According to the Merriam-Webster dictionary, a civil war refers to a “war between opposing groups of citizens within a country”. As is seen the Sunnis, Alawis and the Kurds are all opposing groups with differing interests.
On the other hand, a proxy war refers to “armed conflict between two states or non-state actors which act on the behalf of other parties…this takes the form of funding, military training, arms to sustain the war effort”. This can be seen in just how internalised the war has become with Iran indirectly fighting against Saudi Arabia and Israel.
Although the war started as a civil one, by viewing it now through the lens of a proxy war, we can begin to understand how these international actors have and continue to use Syria as a proxy to fight their own wars.
It also means that we can understand which countries are accountable for prolonging the war.
Although there is no doubt that what started 11 years ago in Syria was a civil war. one that was fuelled by the Assad regime discriminating against some Syrians at the expense of privileging others.
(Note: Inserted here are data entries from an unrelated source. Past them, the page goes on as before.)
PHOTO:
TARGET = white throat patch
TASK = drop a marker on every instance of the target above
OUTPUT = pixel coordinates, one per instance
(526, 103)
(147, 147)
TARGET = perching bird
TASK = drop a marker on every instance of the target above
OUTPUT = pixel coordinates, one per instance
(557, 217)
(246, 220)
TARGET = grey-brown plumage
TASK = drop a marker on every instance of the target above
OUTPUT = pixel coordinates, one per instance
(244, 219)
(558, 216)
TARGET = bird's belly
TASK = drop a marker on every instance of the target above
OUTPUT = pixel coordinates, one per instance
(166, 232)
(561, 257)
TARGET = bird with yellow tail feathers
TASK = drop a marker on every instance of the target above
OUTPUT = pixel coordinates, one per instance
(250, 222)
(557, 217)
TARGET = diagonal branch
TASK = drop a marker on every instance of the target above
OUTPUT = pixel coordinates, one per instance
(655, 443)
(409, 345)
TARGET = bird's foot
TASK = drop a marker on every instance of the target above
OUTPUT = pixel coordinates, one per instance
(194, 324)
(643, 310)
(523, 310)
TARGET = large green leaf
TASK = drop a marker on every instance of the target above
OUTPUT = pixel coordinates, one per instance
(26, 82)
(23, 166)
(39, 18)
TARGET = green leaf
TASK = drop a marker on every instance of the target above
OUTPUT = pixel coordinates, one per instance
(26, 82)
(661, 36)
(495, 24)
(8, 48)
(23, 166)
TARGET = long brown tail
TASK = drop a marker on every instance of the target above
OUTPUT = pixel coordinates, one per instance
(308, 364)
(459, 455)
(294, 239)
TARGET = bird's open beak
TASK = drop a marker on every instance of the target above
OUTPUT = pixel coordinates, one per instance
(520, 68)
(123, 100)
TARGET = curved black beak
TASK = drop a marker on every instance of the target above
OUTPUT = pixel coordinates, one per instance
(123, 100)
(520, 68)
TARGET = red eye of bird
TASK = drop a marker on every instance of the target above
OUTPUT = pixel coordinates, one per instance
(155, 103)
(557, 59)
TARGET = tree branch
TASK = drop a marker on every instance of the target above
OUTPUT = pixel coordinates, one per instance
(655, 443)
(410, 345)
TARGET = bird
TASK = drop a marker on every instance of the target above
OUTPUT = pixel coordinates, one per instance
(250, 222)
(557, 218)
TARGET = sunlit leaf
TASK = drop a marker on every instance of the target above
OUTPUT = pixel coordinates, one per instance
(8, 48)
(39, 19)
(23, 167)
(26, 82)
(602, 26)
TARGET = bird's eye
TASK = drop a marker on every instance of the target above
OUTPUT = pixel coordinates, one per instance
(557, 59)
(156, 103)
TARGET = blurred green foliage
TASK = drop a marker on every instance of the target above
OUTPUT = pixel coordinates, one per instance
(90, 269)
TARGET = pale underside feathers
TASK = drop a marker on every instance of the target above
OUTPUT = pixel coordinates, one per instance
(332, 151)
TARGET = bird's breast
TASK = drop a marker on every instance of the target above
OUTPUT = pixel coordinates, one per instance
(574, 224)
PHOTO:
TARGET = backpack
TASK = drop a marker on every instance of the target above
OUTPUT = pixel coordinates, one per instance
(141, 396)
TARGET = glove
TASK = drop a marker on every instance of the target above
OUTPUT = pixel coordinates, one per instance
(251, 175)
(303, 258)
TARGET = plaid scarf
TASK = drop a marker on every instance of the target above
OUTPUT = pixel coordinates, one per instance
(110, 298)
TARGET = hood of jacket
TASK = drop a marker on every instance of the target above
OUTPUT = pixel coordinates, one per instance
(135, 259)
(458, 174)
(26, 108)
What we see now is an ever-continuing proxy war driven by international actors.
However, with recent changes in relations between Saudi Arabia and Syria, it may be that Iran will be forced out of Syria. But with Tehran being the biggest provider and financier of Assad’s regime, this is unlikely to be anytime soon. The withdrawal of foreign intervention also doesn’t say much about Syria’s internal conflict amongst its population. It is unlikely that Assad will grant political autonomy to the Kurds and they are unlikely to back down in wanting to establish their own state. The Sunnis are unlikely to want to continue living under Assad’s rule.
With this, it is hard to pinpoint an end to the war anytime soon.